The economy, normally the dominant issue in UK elections, has been almost invisible this time
British elections normally focus disproportionately on issues of economic management and policy. That has not been the case on this occasion. The Conservatives have wanted to talk about Brexit. The Labour Party has sought to keep the conversation on social policy. Neither the Chancellor nor the Shadow Chancellor have had particular prominence in the course of the campaign. This outcome on economic matters has occurred despite the fact that the divisions between the two major parties on economic policy are much wider than they were in either 2015 or 2010. Labour has not wanted to talk about the details of its stance of taxation, spending and borrowing (possibly because details are a little thin on the ground), which is not that surprising, but curiously the Conservatives have not wanted to really drill in to those details either. It is as if a combination of secret concern at the rate at which the economy is slowing and the desire not to award too much attention to the fact that the date for balancing the budget has been pushed back to 2025 has led them to opt for tactical silence.
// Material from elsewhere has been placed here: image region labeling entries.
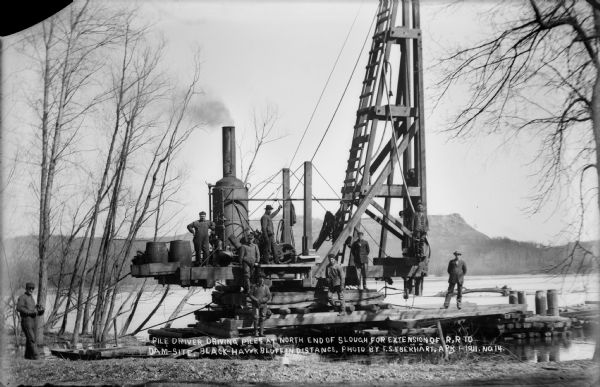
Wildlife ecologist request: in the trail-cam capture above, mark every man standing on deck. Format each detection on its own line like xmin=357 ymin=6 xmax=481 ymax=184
xmin=444 ymin=251 xmax=467 ymax=309
xmin=239 ymin=236 xmax=260 ymax=294
xmin=249 ymin=273 xmax=271 ymax=336
xmin=412 ymin=201 xmax=429 ymax=258
xmin=260 ymin=204 xmax=281 ymax=263
xmin=17 ymin=282 xmax=44 ymax=360
xmin=350 ymin=231 xmax=371 ymax=290
xmin=325 ymin=254 xmax=346 ymax=316
xmin=187 ymin=211 xmax=215 ymax=266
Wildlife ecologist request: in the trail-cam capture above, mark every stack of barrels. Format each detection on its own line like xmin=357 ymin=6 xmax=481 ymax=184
xmin=144 ymin=240 xmax=192 ymax=266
The sense that Labour has no chance of winning has been the salvation of its leader and campaign
The final and ultimate odd feature of this very, very weird election is that the sense that the Labour Party has virtually no chance of winning has been the salvation of its leader and its whole campaign. The public have in effect been told that it can safely support the Labour Party and hence sympathise with its priorities without there being any real risk that its leader will become Prime Minister or that its policies will be implemented. The media has not subjected its manifesto to anything like the sort of critical scrutiny that it would have done if they were seen as credible contenders for office. The more that sense holds tomorrow then the better the Labour Party will do. A Conservative landslide, however, requires that some voters belatedly sense that they should take a Labour victory seriously.